If those calling for a moratorium are looking for a binding enforceable international agreement, with enforceable and enforced teeth, good luck to them. That path would be highly uncertain even after years of work. On the other hand, if those calling for a moratorium seek something along the lines of the landmark 1975 Asilomar Conference on Recombinant DNA—a consensus statement from the scientific community—that is effectively what the various articles and reports have done. They have repeatedly said “human germline genome editing should not be done until X, Y, and Z and we do not have X, Y, and Z.” This is effectively a prohibition until those X, Y, and Z conditions are met: a “temporary prohibition of an activity” measured not in years but in conditions to be met.

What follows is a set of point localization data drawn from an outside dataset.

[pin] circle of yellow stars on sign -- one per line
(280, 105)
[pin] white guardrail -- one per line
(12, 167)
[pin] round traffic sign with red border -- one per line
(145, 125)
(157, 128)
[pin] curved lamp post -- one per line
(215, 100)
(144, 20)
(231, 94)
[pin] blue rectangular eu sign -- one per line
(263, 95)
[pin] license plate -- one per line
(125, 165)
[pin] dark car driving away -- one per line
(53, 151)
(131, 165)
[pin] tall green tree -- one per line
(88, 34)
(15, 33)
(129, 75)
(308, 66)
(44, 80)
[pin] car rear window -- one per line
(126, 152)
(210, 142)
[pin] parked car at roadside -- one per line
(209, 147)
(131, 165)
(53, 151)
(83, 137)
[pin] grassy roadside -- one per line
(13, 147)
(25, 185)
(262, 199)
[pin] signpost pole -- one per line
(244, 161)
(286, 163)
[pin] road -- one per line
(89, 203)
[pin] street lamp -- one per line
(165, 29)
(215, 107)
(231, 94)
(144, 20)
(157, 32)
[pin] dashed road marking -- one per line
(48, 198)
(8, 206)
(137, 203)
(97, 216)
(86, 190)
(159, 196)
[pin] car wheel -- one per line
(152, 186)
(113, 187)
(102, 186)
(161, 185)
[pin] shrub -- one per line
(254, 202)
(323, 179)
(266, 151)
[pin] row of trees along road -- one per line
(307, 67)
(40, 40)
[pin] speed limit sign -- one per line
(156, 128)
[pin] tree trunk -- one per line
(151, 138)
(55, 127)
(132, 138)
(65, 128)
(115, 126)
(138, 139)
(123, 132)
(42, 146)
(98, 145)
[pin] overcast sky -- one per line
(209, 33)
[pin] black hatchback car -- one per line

To me, the calls for a moratorium are in part political theater: We oppose this more than you do; you resist using the word moratorium; we insist you use it so that we will win. I don’t often like political theater. I prefer my politics and policies to be substantive. But these demands are also, in part, efforts by those who think science was not clear enough about heeding public acceptance to regain public trust. This is how I read a recent commentary in the journal Nature signed by some of the acknowledged leaders of science. I understand and agree with the impulse; I just don’t see the importance of the “M” word.
My logic leads me to conclude that science could call for a moratorium without changing its position, by expressly saying there should be a “moratorium” until certain conditions, which in my view must include social acceptance, are met. As the children’s rhyme goes, “Sticks and stones may break my bones, but words will never hurt me.” Accepting the word moratorium, carefully defined as a set of sensible necessary preconditions, may well be a good tactical move, even if logically unnecessary.